Although ranked close to the top 100 on the 2015 Fortune Global 500 list, and widely recognized as one of the world’s leading electronic products manufacturers, as well as an entertainment and gaming juggernaut, Sony’s had its trouble reaping profits from certain business segments and sub-segments of late.
The mobile communications division, including long-struggling Xperia smartphones, and the ambiguously named devices department, consisting of semiconductors and components, in particular performed poorly last year.
While Android handhelds are offered one potential final chance, Sony’s patience with at least a piece of the component business seems to have run out. Enter Murata, a name that may not ring many bells for tech consumers, but that’s been around for over 70 years, currently focusing on production of ceramic passive electronic components such as capacitors.
The Japan-based “global leader in the area of electronic components” is apparently looking to branch out, and Sony’s wish to hawk its flagging battery venture comes at an opportune moment.

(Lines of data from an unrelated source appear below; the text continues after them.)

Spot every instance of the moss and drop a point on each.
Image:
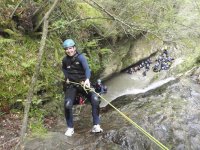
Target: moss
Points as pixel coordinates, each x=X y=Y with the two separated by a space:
x=86 y=10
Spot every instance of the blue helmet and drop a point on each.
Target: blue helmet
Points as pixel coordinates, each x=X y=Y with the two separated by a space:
x=68 y=43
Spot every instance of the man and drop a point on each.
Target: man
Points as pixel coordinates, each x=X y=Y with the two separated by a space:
x=76 y=69
x=100 y=88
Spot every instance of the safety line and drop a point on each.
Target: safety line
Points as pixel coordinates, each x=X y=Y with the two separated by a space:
x=126 y=117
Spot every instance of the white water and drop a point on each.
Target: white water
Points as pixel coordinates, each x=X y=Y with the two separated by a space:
x=125 y=84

A non-binding memorandum of understanding is already signed, with a negotiation of detailed terms and conditions following next, and a transfer completion targeted for no later than the end of Q1 2017. If the transaction works out, Murata Manufacturing Co., Ltd. will swallow Sony Energy Devices Corporation, nabbing battery-related manufacturing operations in China and Singapore in the process, plus assets and personnel “assigned to the battery business at the Sony Group’s sales and R&D sites in Japan and worldwide.”